Magrava est un duo français formé par le guitariste Cyril Meysson et le batteur Rodolphe Loubatière. À la croisée du noise, du free rock et de l'improvisation radicale, leur musique explore les limites de l'énergie sonore et de l'interaction spontanée.
Fondé sur un dialogue permanent entre guitare électrique et batterie, Magrava développe des paysages sonores denses, traversés par des décharges électriques, des tensions répétitives et des ruptures imprévisibles. Le duo privilégie l'instant, la prise de risque et l'intensité du jeu, construisant des formes en perpétuel mouvement où se rencontrent chaos, écoute mutuelle et puissance physique.
À travers ses concerts comme ses enregistrements, Magrava affirme une esthétique libre et exigeante, nourrie autant par les traditions de l'improvisation que par les sonorités abrasives de la musique expérimentale contemporaine. Le groupe propose une expérience immersive où le son devient matière, mouvement et espace, invitant l'auditeur à une plongée dans un univers brut, organique et sans compromis.
Interview
Live au Diamant d'Or!
Magrava With L’écluse
"Then there's this new duo recording by Rodolphe Loubatière on drums and Cyril Meysson on guitar called "Sédition". Unsurprisingly, it is billed to the Meysson/Loubatière Duo, and it consists of two side-long pieces,each called "Sédition".
The A-side opens with frantic drumming and infrequent gothic guitar shards; then electronics really take over a little over halfway through the piece, zapping holes between constant percussive maelstrom and guitar squall. It all starts a long sunsetting around the 11-minute mark, and it's fantastic. Not to run it through a rock lens just because it has a guitar, but if you told me the B-side was Thurston Moore jamming with Paal Nilssen-Live or Chris Corsano, I'd believe you. Total slow burner. Love how ample feedback gives way to a traditional jazzy construction for a short while, like they wanted to zero in on playing a 'lil bebop, before the gates of Hades open again."
Dynamite Hemorrhage (ed. #4) (https://dynamitehemorrhage.com/)

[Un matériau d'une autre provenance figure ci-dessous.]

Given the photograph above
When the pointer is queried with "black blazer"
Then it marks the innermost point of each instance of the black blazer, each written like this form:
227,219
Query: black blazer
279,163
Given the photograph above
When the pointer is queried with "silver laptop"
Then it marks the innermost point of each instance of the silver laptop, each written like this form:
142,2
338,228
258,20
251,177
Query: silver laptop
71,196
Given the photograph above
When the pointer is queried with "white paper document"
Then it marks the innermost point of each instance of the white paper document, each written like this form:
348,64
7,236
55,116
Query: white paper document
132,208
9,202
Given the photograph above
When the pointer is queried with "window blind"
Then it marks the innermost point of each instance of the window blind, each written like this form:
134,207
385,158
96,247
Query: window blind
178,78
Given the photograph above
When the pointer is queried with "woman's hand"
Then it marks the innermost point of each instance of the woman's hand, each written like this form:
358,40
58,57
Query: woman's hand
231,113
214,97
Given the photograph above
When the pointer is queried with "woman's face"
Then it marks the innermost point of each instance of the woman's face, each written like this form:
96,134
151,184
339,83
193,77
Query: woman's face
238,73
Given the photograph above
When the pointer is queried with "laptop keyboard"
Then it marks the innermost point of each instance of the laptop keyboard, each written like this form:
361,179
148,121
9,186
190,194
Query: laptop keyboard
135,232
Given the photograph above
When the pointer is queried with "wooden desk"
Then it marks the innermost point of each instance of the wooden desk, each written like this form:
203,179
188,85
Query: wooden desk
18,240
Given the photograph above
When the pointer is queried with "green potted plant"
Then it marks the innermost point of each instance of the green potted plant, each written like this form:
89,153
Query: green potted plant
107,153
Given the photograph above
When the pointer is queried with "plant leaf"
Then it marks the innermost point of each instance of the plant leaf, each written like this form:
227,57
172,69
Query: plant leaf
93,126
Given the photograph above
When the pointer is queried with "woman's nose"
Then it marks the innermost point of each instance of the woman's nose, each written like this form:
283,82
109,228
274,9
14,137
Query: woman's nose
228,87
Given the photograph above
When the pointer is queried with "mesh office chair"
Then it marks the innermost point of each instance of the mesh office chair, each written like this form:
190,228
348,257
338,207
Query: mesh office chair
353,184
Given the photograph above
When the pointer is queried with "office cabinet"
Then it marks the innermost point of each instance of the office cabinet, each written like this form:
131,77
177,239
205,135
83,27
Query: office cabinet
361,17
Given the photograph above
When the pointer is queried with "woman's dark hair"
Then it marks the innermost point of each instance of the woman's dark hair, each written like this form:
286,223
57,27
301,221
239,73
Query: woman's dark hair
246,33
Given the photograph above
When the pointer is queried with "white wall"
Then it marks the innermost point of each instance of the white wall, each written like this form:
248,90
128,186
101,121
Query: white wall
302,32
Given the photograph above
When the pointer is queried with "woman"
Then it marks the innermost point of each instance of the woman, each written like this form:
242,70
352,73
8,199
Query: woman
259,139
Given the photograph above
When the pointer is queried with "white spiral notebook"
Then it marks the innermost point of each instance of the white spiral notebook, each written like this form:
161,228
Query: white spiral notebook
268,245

L’Ecluse est un collectif de musiciens liés au label Soleils Bleus, qui se rêvent sans doute trouvères des temps modernes, où les antiques folklores se mêlent aux drones de la modernité, les guitares ancrées dans l’americana. Cinq musiciens localisés à Strasbourg : Lise Barkas (vielle à roue), Lisa Kaüffert (cornemuse), Felix Chaillou Delecourt (vielle à roue), Leonie Rijeterre (12 cordes acoustique), Zoé Heselton (6 cordes acoustique). Magrava est un duo qui s’articule autour de la batterie de Rodolphe Loubatière avec la guitare incandescente de Cyril Meysson pour des dérives psychédéliques noires, évoquant parfois Jean-François Pauvros et Makoto Kawabata. 4 longues improvisations enregistrées live au Diamant D’Or, les deux groupes se rejoignant sur deux d’entre elles. Le premier titre « Diamonds are a Grrrl’s best friend » est pour moi le plus beau, les deux guitares installent un tapis de notes mouvant, sur lequel les vielles et la cornemuse déposent un bourdon qui va s’épaississant jusque’à emporter les arpèges dissonants des cordes. Le corps du morceau s’enfle, prend force, s’emporte comme une crue de rivière, les notes des deux guitares flottant comme des brindilles en tout sens. Comme une pâte qui s’épaissie qui n’est pas sans évoquer les Swans, la scansion rythmique en moins, mais partage la même tension et un certain lyrisme ombré. La cornemuse viendra a son tour porter la mélodie au travers d’une rythmique orientalisante qu’installent les guitares de Zoé Heselton et Léonie Rijeterre. 25 mn d’improvisation habitée, cherchant la transe. « Ecrava », le second titre est plus déconstruit, dissonant, le quintet est rejoint par la guitare de Cyril Meysson et les percussions lourdes de Rodolphe Loubatière, là plus encore on songe aux Swans. Cette puissance roborative qui entraine les musiciens dans une spirale ascendante. Ils développent une grande richesse de timbres qui créent des climats oppressants. La cassette termine sur une autre longue impro cette fois du duo Magrava seul, explosion psychédélique à la façon de la scène japonaise PSF, guitares extatiques fracturées par un drumming free, véritable coulée de matière incandescente, hautement électrique. Cyril Meysson ne s’affranchit peut-être pas de ses influences (celles de Keiji Haino ou JF Pauvros), mais les égale dans sa maitrise des dynamiques et des distorsions qu’il fait chanter dans les flammes d’un « Fun House » rejoué.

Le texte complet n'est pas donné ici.